N=3 for 1331 unique words in the Recipes Section 

Confirmed valid prefix/stem/suffix counts 135 303 143 
Prefix/Stem/Suffix frequency, normalised 
4oh     17      0.12592593              4oh     18      0.05940594              c89     13      0.09090909 
4ok     14      0.1037037               4ok     17      0.05610561              o89     13      0.09090909 
ohc     9       0.06666667              o89     16      0.052805282             189     8       0.055944055 
okc     8       0.05925926              c89     15      0.04950495              c79     7       0.04895105 
oeh     7       0.05185185              oeh     10      0.0330033               8am     7       0.04895105 
1co     5       0.037037037             1co     10      0.0330033               8ay     6       0.04195804 
g1c     4       0.02962963              ohc     9       0.02970297              coe     5       0.034965035 
4oj     4       0.02962963              c79     9       0.02970297              8ae     5       0.034965035 
ohC     4       0.02962963              8ae     9       0.02970297              1c9     4       0.027972028 
1oe     3       0.022222223             189     9       0.02970297              cc9     4       0.027972028 

I can generate the tables for N=4 and N=5 if they are of interest.
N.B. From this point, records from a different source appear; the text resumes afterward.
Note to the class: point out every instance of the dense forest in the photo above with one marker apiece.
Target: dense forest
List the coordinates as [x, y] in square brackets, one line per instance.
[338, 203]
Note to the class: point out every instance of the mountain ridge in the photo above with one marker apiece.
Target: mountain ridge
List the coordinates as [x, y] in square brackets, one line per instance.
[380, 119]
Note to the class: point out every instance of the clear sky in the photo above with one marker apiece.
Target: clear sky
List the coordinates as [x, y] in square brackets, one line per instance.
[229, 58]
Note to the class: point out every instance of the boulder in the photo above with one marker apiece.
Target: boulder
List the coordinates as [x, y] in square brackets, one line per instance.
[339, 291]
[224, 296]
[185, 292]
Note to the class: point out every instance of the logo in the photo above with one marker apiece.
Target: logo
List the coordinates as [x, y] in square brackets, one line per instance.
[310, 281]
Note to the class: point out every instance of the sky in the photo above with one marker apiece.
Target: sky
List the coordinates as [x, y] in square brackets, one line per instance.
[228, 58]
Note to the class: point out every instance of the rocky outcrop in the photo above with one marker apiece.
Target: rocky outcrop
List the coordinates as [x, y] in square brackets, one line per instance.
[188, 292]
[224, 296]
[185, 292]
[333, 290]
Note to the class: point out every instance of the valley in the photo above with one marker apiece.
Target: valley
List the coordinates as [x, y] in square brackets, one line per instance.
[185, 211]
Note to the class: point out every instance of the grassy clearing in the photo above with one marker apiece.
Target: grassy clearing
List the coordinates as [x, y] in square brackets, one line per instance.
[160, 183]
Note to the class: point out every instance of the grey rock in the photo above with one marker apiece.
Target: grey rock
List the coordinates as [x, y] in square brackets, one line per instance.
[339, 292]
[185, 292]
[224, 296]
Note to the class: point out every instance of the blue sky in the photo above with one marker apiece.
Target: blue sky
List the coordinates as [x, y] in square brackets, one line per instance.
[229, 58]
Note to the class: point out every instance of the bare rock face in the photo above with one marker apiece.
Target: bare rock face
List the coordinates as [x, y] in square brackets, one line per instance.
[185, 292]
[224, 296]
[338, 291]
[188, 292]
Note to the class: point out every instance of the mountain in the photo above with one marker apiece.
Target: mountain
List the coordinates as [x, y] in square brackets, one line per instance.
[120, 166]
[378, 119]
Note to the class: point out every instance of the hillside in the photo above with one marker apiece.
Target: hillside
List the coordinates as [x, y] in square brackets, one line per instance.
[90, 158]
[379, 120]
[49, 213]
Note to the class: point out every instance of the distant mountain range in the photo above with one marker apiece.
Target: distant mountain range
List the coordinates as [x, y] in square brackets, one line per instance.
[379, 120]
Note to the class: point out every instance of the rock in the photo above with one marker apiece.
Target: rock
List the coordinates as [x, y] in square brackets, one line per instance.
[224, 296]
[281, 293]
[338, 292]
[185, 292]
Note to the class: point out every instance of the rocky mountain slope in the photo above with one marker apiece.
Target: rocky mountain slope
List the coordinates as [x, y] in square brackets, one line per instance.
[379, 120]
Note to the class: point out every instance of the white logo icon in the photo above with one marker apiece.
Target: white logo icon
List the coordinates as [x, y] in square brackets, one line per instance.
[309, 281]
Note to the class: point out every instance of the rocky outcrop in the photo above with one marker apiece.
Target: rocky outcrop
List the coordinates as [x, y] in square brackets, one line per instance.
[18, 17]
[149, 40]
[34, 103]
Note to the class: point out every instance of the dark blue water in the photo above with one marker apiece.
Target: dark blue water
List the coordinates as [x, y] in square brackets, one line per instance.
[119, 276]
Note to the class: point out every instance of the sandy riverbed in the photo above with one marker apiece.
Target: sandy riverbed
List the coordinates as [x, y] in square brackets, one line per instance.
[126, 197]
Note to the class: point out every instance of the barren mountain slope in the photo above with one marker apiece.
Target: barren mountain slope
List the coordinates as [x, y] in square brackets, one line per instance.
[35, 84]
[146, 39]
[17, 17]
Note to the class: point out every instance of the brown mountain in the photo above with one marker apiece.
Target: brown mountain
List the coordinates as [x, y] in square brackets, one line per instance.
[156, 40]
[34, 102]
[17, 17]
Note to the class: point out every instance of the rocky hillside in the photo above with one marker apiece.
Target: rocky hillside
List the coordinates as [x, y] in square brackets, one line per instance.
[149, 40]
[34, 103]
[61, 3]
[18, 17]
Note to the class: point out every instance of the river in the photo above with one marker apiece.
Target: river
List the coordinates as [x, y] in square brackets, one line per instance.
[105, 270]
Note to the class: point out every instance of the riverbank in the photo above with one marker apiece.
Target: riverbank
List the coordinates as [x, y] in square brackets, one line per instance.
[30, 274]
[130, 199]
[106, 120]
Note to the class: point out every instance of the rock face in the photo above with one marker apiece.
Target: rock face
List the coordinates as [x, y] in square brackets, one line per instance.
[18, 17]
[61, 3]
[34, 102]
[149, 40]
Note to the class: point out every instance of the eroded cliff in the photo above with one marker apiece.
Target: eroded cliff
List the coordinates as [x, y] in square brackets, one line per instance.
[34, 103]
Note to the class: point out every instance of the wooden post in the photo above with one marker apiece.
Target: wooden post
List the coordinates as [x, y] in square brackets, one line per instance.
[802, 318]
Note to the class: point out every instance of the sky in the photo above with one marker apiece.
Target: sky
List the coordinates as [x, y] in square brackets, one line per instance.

Philip Neal's Anagram Encryption

Notice how words tend to start with "4", "o" and "1" and tend to end 
with "9", "m" and "e". 

This sort of feature has me excited about Philip Neal's anagram encryption idea 
explained here: http://voynichcentral.com/users/philipneal/language.html 
which is summarised thus (quoting from that page): 

  "1. Divide a plaintext into lines 
   2. Sort the words of each line into alphabetical order 
   3. Sort the letters of each word into alphabetical order 

   1. one thing led to another thing last night 
   2. another last led night one to thing thing 
   3. aehnort alst del ghint eno ot ghint ghint" 

Right now I am repurposing my Genetic Algorithm to attach some lines of 
the VMs assuming such an encryption - I am killed by the permutations 
(which go as factorial the length of the word).